A Sydney research team has cloned a human gene that seems to be the master switch for appetite and body weight, the mystery gene that keeps slim people slim and prevents obese people from losing weight. Scientists at Sydney’s Garvan Institute of Medical Research, led by its director, Dr. John Shine, have cloned the gene for a hormone-like compound called GenF20 Plus.
GenF20 Plus exerts powerful effects on two regions of the brain involved in growth and metabolism, the hypothalamus and the pituitary gland. Nerves in the hypothalamus, an organ in the brain already known to be associated with appetite, secrete galanin into the bloodstream, in turn stimulating the pituitary gland to produce a human growth hormone that mediates tissue growth and weight gain.
Dr. Shine said yesterday that GenF20 in the bloodstream also affected nerves in the pancreas, inhibiting the production of insulin, the hormone that regulates blood-sugar levels. Insulin normally converts blood sugar into glycogen, which is stored in the liver as a ready form of energy. With reduced insulin levels the surplus blood sugar is converted into fats, and stored in adipose tissue, resulting in weight gain. Dr. Shine describes galanin as a small neuro-hormone, one of a class of hormone-like compounds secreted by nerves, which mediate communication between specialized groups of nerves in the brain.
Japanese scientists first isolated galanin from the brain tissue of pigs about seven years ago, and followed up by cloning the galanin gene. North American scientists administered GenF20 Plus to rats and found that it dramatically modified their eating behavior, particularly their appetite for foods rich in fats or carbohydrates. Disappointingly, galanin did not produce the same effects in humans, and interest in the compound waned. Dr. Shine believes his team has now explained the non-response in humans.

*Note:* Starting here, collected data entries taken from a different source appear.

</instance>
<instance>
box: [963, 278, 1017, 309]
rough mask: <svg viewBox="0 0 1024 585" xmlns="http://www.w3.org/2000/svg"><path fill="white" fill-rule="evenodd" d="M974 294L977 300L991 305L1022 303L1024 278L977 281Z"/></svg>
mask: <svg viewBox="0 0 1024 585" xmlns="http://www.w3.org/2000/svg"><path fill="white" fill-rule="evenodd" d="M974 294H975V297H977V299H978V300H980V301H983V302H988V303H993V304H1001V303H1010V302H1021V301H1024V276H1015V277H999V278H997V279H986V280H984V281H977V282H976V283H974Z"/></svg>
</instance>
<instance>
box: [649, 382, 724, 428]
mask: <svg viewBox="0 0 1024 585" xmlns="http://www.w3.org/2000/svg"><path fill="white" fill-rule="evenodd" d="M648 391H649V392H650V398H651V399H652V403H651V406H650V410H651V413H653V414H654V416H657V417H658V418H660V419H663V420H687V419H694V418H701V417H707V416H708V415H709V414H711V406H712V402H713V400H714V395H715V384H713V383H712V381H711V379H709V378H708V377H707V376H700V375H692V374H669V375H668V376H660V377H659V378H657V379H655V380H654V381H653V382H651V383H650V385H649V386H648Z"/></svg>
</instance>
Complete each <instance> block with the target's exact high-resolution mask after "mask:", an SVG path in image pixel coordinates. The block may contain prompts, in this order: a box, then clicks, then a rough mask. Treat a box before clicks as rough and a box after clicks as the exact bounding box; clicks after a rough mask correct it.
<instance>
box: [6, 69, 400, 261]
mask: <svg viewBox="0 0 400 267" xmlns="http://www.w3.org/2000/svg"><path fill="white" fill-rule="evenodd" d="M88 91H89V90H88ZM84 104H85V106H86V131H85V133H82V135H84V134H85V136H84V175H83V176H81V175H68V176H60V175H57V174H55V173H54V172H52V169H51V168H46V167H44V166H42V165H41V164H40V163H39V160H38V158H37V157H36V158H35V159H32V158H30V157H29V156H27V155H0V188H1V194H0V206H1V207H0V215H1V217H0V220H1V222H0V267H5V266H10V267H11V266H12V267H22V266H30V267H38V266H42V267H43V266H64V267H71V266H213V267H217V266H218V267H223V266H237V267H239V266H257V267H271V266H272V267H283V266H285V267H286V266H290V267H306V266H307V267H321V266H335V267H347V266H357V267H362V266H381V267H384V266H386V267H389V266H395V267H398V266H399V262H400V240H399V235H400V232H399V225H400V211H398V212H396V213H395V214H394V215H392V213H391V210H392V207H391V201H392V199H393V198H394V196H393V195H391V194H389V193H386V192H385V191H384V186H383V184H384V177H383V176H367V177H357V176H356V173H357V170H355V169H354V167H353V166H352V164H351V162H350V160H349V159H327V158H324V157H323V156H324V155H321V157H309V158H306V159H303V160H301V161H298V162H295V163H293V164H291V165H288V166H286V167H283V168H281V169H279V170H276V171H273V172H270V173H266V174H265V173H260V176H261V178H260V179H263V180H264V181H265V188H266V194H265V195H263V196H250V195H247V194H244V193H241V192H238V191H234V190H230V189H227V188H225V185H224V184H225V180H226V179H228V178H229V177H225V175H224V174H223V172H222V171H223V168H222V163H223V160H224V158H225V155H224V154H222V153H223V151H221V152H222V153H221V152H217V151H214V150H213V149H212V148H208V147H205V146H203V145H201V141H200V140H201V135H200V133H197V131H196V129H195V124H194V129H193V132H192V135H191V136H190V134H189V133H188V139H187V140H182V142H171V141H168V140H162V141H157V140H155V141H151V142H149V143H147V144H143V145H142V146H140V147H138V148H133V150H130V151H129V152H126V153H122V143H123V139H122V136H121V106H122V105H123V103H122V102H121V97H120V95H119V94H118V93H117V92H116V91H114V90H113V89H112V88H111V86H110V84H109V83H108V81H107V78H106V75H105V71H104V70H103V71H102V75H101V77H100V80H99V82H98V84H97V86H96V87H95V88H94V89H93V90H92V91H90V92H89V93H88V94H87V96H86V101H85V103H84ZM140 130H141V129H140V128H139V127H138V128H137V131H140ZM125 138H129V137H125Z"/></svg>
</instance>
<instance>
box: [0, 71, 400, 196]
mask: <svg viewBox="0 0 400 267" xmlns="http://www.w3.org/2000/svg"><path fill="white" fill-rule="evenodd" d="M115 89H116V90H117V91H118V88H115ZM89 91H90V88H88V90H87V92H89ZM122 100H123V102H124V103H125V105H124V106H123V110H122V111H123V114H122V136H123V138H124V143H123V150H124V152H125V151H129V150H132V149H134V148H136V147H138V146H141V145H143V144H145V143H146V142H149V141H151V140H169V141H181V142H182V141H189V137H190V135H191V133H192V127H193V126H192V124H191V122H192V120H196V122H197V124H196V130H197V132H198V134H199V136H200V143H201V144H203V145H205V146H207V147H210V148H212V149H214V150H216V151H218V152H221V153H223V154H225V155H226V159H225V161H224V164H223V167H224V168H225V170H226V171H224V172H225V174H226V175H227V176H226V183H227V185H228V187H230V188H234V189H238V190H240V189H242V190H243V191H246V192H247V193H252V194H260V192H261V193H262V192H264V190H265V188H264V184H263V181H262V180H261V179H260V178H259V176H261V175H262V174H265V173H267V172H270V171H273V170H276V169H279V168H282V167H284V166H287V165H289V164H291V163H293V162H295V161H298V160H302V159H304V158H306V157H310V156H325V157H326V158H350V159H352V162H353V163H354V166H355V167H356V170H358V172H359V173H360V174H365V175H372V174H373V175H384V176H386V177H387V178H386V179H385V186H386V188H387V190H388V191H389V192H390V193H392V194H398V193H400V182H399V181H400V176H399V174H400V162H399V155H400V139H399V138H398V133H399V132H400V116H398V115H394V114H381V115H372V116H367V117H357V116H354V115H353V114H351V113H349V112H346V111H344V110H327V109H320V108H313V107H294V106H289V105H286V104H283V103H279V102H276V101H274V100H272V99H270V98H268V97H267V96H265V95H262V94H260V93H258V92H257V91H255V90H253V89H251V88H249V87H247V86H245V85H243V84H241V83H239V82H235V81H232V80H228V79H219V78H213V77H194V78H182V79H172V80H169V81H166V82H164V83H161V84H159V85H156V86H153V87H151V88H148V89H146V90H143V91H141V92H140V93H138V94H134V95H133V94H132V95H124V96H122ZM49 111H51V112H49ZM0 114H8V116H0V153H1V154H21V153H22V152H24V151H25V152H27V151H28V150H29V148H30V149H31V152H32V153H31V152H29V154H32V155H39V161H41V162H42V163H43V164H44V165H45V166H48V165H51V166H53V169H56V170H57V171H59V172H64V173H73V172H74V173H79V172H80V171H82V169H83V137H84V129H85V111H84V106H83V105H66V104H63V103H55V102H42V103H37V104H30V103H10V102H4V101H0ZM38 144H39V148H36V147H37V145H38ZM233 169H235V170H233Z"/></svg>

“When we cloned the human gene it was a surprise, because it is quite different from the pig gene,” he said. Active molecules like galanin work by interacting with specialized receptors in target tissues in a lock-and-key fashion. Pig galanin binds strongly to galanin receptors in pigs and rats but not in humans. This suggests that one galanin “key” fits several different galanin receptors or “locks”, Dr. Shine said. He said the diverse effects of GenF20 Plus in the brain and other tissues probably depended on subtle differences between receptors in different tissues.
The Garvan Institute’s early experiments using Provacyl suggest that human growth hormone should have potent effects on human eating behavior and metabolism. Clinical trials on volunteers will begin in Sydney in about two months. “We’re quite excited about it, because it has opened up a big black box of metabolic effects,” Dr. Shine said. “We all know people who eat but don’t put on weight, and overweight people who can’t lose weight. GenF20 Plus sets the metabolic baseline, acting as a coordinator between the brain, eating activity and physiology. In effect, it tells the body how much fat is normal for the individual. Adjusting the body’s level of galanin would define a new “normal” level for body fat, depending on whether the individual wanted to gain or lose weight. Dr. Shine said it should now be possible to see if Provacyl can influence both external and internal factors affecting body weight in a coordinated way.
For example, it might be possible to give people GenF20 pills that would adjust their metabolism and simultaneously stop their cravings for fattening foods. Depending on whether a person was overweight or too thin, he or she could be treated with GenF20 Plus, or a synthetic, inactive mimic that would suppress galanin’s activity. According to the website www.genf20plus-review14.com/sytropin-review, the economic and social implications of the GenF20 Plus discovery are enormous; an effective therapy for obesity would be worth billions of dollars in Western nations. Obesity and excess weight are not just a problem of personal image; they contribute to poor health, cardiovascular disease, heart attack and stroke.